You are on page 1of 2

Allison Kermgard

September, 22nd 2016


Ward, Art 133
TTh 11-12:50
Unit Paper #2
Hurwitz, Day, and Barrett really took ahold of visual culture and showed the many
different ways it can be expressed and seen. Visual culture has been seen in many different ways,
causing a paradigm shift in educating young people (Hurwitz and Day). There are many
different denotations and connotations in which people view images and categorize visual
culture. For example, there is an image of a woman in a swimsuit. Denotations are what the
viewer is directly seeing, while connotations are what the viewer implies based on what they see
(Barrett).
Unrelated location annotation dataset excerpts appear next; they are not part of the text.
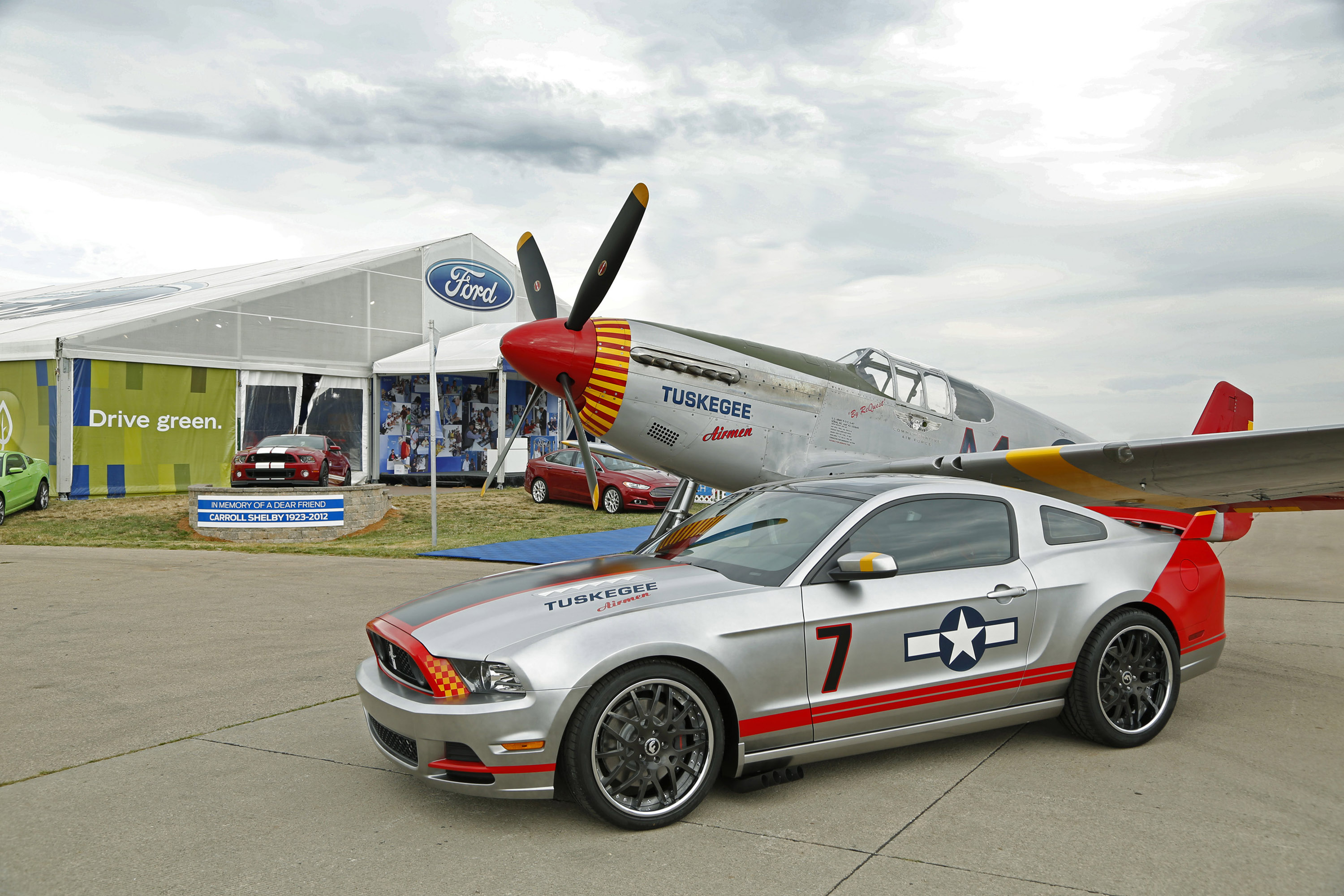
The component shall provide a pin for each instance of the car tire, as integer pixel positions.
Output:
(1125, 681)
(627, 730)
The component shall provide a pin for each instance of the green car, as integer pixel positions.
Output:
(25, 481)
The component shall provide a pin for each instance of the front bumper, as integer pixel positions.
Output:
(288, 474)
(482, 722)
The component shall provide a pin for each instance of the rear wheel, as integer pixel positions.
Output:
(1125, 681)
(644, 746)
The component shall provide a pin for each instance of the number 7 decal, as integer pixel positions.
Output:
(842, 633)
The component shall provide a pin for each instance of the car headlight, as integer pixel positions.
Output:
(488, 677)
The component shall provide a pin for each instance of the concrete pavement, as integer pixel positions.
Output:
(1242, 793)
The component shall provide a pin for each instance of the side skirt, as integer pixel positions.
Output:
(906, 735)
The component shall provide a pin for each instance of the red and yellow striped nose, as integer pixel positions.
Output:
(605, 390)
(596, 358)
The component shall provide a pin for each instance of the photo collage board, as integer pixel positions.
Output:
(468, 422)
(542, 425)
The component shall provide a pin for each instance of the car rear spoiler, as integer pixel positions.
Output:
(1206, 526)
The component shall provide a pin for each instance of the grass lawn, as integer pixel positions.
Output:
(464, 519)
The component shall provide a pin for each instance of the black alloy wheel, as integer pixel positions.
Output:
(644, 746)
(1125, 683)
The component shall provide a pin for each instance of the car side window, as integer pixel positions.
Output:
(939, 534)
(1064, 527)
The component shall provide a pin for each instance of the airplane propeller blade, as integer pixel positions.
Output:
(537, 396)
(541, 295)
(609, 257)
(578, 431)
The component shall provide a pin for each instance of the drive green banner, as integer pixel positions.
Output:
(144, 429)
(29, 409)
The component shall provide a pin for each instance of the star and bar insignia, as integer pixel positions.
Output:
(961, 640)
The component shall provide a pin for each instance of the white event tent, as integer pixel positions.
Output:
(144, 385)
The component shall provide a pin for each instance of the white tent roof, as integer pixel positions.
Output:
(331, 315)
(475, 349)
(41, 316)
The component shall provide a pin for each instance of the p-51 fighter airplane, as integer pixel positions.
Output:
(732, 413)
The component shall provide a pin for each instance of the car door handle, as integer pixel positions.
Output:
(1003, 594)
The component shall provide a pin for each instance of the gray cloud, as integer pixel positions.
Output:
(513, 119)
(1150, 383)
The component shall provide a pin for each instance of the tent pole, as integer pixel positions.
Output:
(433, 439)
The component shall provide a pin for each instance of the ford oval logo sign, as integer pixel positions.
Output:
(471, 285)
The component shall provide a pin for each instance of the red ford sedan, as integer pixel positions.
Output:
(623, 484)
(291, 460)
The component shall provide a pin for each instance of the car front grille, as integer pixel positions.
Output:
(400, 746)
(398, 664)
(287, 458)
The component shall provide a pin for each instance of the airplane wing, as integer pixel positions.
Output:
(1300, 469)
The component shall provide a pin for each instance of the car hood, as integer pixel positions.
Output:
(475, 618)
(652, 477)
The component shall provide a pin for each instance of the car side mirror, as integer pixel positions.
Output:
(859, 564)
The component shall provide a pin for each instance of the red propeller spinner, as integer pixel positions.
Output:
(543, 350)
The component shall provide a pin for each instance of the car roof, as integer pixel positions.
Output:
(866, 485)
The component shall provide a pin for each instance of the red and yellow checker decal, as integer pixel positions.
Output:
(443, 677)
(611, 369)
(685, 534)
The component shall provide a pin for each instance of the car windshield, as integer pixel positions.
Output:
(314, 443)
(620, 464)
(756, 536)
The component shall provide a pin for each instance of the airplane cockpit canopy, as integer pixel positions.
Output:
(912, 385)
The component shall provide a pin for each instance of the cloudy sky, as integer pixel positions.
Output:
(1097, 209)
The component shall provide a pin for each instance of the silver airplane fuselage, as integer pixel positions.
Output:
(730, 413)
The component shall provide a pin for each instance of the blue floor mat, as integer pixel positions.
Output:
(560, 547)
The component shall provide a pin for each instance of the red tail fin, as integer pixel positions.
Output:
(1229, 410)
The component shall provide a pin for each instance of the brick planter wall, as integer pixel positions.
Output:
(365, 505)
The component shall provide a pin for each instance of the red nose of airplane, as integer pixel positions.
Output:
(543, 350)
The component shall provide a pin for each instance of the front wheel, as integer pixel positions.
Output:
(644, 746)
(1125, 683)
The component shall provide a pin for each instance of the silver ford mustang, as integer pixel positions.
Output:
(788, 624)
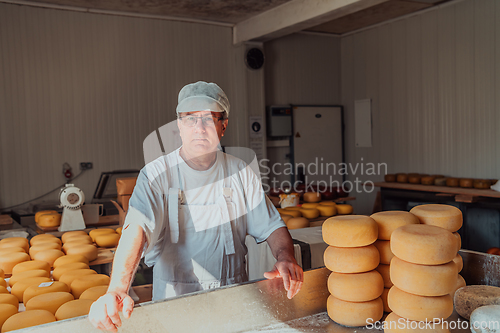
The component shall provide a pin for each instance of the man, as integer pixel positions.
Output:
(190, 213)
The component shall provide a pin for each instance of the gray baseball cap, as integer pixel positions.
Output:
(202, 96)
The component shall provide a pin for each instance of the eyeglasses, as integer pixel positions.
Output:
(191, 121)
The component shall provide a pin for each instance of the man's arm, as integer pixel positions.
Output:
(104, 312)
(281, 245)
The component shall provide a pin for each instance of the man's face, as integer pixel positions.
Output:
(201, 131)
So the image denotation is a woman in a swimsuit, however the connotation is that she
is going to the swimming pool on a hot summer day.
In my future classroom, I would implement teaching these ideas with VTS. By having the
children first say what they specifically see in the image, they will generate their own opinions
and ideas about what the image means to them. VTS will allow students to share what they see
and enlighten other students to speak out and share their opinions to create a healthy dialogue.
This is important to instill in children, a sense of confidence and value in what they believe. I
think this is the essence of visual culture. Everyone has to figure out where they stand in this
world and visually, we need to establish our beliefs and find beauty in what we see, even if it is
different from another persons view of beauty.

Hurwitz, A., & Day, M. (2007). Children and Their Art: Methods for the Elementary School (8th
ed.). Belmont, California: Clark Baxter.
Barrett, T. (n.d.). Interpreting Visual Culture.